You can use the Scheme implementation by the MIT to run these scripts. In Arch,
execute pacman -S mit-scheme
to install it. Then run the scripts via
mit-scheme --quiet < script.scm
.
This is currently (2020/12/16) work in progress.
Chapter 1
The first chapter of SICP starts by explaining the Scheme syntax. The first couple of exercises are simple enough. However, already at 1.5, the book foreshadows some of the difficulty that is about to come.
(define (p) (p))
(define (test x y)
(if (= x 0) 0 y))
The goal is to decide whether Scheme uses applicative-order-evaluation or normal-order-evaluation based on the above code.
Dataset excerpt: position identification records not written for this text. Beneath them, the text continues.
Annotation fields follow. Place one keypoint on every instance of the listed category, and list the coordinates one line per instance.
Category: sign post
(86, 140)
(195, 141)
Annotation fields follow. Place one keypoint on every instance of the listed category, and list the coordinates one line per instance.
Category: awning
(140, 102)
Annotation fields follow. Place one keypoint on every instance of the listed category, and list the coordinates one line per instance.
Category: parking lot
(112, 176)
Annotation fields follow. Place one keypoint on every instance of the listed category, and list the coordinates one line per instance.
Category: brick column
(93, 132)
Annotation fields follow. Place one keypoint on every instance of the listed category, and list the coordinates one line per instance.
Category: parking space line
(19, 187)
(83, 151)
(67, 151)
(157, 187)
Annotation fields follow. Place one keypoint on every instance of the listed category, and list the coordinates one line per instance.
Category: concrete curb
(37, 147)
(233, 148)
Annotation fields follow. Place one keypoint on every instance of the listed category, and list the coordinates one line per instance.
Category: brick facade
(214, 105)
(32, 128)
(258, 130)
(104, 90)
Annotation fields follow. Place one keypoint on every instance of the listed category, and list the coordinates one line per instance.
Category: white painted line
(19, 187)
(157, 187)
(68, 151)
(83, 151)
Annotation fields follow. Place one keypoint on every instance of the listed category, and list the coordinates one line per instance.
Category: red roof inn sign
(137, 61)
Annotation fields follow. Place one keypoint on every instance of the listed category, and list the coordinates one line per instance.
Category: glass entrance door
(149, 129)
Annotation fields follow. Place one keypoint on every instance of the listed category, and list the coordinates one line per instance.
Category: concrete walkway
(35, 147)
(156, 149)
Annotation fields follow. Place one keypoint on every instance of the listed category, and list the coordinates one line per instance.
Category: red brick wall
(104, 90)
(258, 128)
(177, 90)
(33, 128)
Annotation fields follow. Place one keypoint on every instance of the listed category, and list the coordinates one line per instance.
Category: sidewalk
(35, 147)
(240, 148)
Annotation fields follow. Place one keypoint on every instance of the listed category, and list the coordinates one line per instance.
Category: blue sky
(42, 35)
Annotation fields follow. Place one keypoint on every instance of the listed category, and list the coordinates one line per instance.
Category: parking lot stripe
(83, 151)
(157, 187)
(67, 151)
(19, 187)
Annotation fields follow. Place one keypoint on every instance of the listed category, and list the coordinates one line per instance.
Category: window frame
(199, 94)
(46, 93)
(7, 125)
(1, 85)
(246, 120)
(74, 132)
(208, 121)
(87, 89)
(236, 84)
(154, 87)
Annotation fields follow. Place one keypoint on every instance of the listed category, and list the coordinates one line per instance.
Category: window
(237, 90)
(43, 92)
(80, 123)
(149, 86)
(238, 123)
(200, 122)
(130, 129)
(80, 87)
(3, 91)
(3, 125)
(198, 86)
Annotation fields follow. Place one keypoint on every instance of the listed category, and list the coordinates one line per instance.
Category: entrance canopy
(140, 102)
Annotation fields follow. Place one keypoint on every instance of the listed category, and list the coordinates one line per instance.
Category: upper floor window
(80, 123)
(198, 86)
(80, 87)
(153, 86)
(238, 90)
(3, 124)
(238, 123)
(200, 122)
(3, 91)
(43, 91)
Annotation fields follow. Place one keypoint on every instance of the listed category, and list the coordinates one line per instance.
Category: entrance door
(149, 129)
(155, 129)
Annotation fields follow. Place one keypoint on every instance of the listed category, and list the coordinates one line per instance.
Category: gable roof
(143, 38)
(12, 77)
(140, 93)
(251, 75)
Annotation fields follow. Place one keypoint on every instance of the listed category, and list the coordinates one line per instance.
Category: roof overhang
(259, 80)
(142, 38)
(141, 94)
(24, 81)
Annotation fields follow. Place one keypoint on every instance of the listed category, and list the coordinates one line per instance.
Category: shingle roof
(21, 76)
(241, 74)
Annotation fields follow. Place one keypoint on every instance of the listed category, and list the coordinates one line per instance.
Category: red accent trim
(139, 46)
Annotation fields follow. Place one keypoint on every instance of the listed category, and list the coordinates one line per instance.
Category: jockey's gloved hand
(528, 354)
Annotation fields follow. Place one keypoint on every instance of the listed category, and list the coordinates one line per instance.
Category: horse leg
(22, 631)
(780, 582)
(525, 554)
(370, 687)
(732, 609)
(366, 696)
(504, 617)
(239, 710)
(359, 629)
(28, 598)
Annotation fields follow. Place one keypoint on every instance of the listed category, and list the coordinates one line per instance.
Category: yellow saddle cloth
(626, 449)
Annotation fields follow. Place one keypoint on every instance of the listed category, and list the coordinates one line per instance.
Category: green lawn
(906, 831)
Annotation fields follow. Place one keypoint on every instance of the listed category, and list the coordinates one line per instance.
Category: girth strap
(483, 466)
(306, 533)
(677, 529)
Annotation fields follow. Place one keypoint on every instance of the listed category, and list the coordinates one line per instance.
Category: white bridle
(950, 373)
I have initially found the exercise confusing, but the code triggering an infinite loop is a clear indication of Scheme (or at least my version of Scheme, MIT Scheme) using applicative-order-evaluation.
After this exercise, things get more comfortable again. The book proceeds to introduce if-else clauses, conditionals, as well as recursion. The book uses these primitives to compare iterative and recursive procedures based on a couple of typical CS example functions such as computing Fibonacci numbers, greatest common divisor, and fast exponentiation.
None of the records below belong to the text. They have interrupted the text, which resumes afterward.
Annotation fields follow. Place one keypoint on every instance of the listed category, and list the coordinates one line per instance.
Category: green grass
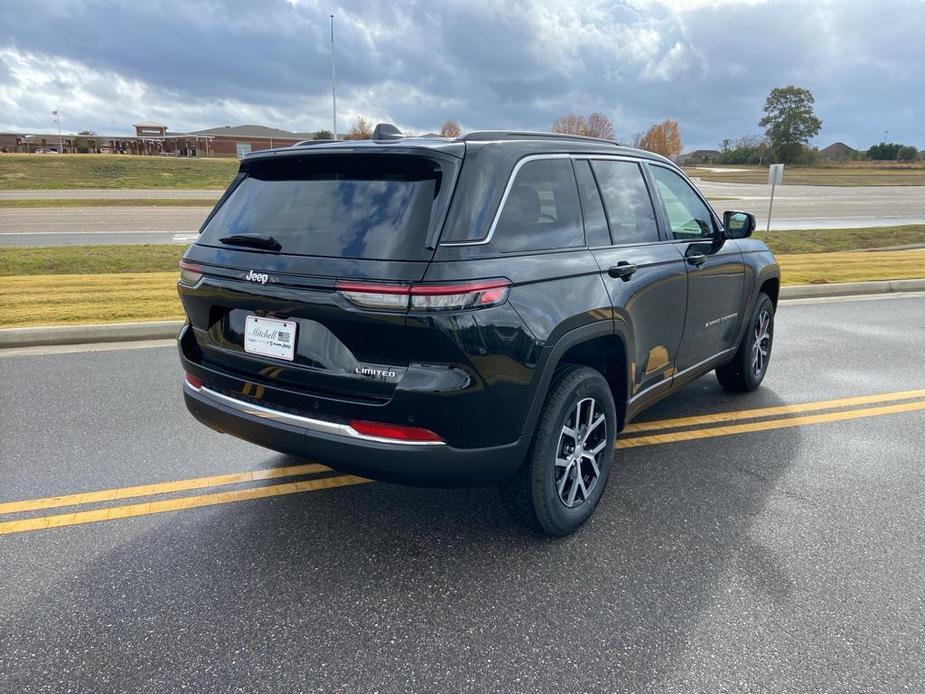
(831, 240)
(109, 202)
(81, 260)
(63, 171)
(849, 174)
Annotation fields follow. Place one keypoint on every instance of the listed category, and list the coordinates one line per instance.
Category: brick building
(156, 139)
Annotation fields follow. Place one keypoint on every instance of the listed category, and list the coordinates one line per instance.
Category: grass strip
(137, 296)
(81, 171)
(827, 268)
(109, 202)
(831, 240)
(895, 175)
(89, 260)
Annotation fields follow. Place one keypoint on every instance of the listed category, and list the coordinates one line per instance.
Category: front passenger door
(715, 275)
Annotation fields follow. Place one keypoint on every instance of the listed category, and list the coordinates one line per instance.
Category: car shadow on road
(383, 587)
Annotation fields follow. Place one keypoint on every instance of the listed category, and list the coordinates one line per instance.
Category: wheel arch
(601, 346)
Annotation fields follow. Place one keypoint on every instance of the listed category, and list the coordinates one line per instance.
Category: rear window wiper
(253, 240)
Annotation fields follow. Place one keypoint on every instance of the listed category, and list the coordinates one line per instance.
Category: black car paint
(476, 377)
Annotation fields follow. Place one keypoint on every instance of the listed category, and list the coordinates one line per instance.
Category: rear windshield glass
(353, 206)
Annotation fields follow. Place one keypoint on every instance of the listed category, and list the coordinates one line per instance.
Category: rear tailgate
(335, 218)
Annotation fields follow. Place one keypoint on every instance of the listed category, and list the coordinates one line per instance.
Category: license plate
(269, 337)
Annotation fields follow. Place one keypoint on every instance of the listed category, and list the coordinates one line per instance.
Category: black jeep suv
(493, 308)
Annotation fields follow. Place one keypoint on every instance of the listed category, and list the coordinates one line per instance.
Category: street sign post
(775, 176)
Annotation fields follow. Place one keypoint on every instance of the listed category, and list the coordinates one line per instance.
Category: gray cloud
(517, 64)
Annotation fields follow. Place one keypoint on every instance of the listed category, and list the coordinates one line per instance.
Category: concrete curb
(811, 291)
(81, 334)
(160, 330)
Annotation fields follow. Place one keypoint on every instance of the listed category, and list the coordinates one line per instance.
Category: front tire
(565, 473)
(748, 367)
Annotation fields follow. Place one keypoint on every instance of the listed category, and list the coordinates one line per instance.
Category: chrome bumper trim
(318, 425)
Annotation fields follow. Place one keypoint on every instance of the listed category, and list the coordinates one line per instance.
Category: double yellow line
(635, 435)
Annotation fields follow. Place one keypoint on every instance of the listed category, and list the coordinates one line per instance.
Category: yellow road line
(160, 488)
(767, 425)
(226, 497)
(772, 411)
(184, 502)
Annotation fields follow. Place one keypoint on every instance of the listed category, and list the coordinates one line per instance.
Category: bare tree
(595, 125)
(570, 124)
(663, 138)
(599, 125)
(362, 129)
(450, 128)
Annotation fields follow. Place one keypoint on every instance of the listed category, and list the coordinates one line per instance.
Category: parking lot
(771, 543)
(795, 207)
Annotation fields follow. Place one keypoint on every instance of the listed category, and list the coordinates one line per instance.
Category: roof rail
(483, 135)
(308, 143)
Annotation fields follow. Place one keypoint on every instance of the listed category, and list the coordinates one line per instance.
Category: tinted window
(688, 216)
(356, 206)
(626, 199)
(541, 210)
(591, 207)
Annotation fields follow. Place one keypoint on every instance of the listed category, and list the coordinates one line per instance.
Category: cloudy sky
(490, 64)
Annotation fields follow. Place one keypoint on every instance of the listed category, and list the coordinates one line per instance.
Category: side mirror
(738, 225)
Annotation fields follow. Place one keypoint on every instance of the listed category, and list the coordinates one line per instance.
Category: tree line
(789, 122)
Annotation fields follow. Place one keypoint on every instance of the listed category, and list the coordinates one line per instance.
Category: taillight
(426, 297)
(395, 432)
(190, 273)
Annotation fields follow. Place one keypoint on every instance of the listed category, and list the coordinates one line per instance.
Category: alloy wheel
(578, 455)
(762, 345)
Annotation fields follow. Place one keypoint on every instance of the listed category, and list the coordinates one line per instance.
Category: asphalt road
(795, 207)
(787, 559)
(821, 207)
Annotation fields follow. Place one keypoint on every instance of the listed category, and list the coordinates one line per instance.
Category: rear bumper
(425, 464)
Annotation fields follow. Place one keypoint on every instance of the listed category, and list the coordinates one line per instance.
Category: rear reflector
(394, 431)
(426, 297)
(190, 273)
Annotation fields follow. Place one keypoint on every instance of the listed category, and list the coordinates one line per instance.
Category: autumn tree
(361, 129)
(600, 125)
(595, 125)
(450, 128)
(663, 138)
(790, 121)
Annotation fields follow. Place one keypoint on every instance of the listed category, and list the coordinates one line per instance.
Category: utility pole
(54, 114)
(333, 84)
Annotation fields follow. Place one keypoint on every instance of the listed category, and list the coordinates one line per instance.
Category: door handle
(622, 270)
(695, 258)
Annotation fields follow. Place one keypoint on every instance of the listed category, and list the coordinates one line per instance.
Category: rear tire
(748, 367)
(568, 465)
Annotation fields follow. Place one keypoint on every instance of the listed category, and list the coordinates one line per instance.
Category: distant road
(107, 194)
(795, 207)
(821, 207)
(63, 226)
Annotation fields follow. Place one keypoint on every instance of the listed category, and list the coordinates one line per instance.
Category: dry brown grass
(858, 173)
(112, 298)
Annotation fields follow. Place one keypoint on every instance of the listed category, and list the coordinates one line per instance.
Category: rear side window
(541, 210)
(344, 206)
(626, 199)
(591, 207)
(688, 216)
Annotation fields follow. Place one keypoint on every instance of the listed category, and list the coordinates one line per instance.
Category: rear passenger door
(715, 275)
(646, 279)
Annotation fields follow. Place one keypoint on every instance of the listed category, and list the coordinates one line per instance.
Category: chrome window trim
(318, 425)
(507, 189)
(677, 169)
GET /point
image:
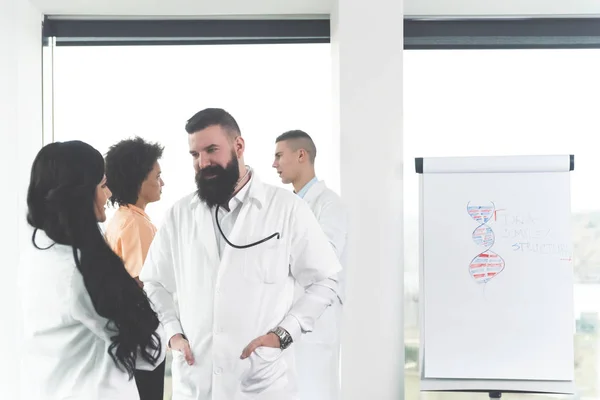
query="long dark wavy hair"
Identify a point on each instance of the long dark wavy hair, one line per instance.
(61, 202)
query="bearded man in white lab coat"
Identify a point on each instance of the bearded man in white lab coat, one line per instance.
(317, 353)
(231, 255)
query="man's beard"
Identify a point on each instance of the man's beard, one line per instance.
(219, 188)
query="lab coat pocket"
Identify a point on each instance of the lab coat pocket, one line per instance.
(267, 263)
(268, 370)
(181, 372)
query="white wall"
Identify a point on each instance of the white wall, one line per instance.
(182, 7)
(20, 129)
(367, 49)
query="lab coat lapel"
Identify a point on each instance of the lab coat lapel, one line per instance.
(204, 222)
(314, 191)
(237, 236)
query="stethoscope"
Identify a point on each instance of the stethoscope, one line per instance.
(245, 246)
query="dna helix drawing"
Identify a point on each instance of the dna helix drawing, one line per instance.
(487, 264)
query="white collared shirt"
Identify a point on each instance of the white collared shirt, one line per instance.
(65, 341)
(225, 301)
Two new insights I had how using modulo instead of subtracting the divisor speeds up the GCD algorithm I learned in middle school and how exponentiation can run in O(log n) by halving even exponents.
I wasn't able to prove the Golden Ration exercise at the time of working through this chapter. My knowledge of induction and proofs was too limited. I found that depressing at the time, and I wish they hadn't included that exercise.
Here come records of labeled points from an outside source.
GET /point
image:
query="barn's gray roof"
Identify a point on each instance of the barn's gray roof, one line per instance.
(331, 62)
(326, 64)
Nevertheless, the book moves on to further essential CS concepts such as Prime numbers and the Fermat primality test. Funnily enough, I used that probabilistic Prime test for a Project Euler exercise, wondering why I wasn't able to get the correct results. It turns out that this test detects probable primes (the book mentions that a little later and introduces the Miller-Rabin test that pseudoprimes cannot fool). On the one hand, it was cool to use an algorithm from a book directly. On the other hand, I was undoubtedly a bit annoyed by that story.
The book moves on to discuss the runtime of some of the algorithms discussed to this point. It introduces some other mathematical concepts, such as calculating roots via the fixed-point method, Euler expansions, and the Newton method for finding minima/maxima. It was cool to see how the fixed-point method can be used to implement the Newton method if you plug the derivate of a function into it. I did my project presentation for math in high school about the Newton method. So this brought up cool memories. I wish I still had that presentation.
Finally, SICP introduces the evaluation model for stateless functions and concludes with some exercises that require second-order procedures: procedures that take other procedures as arguments.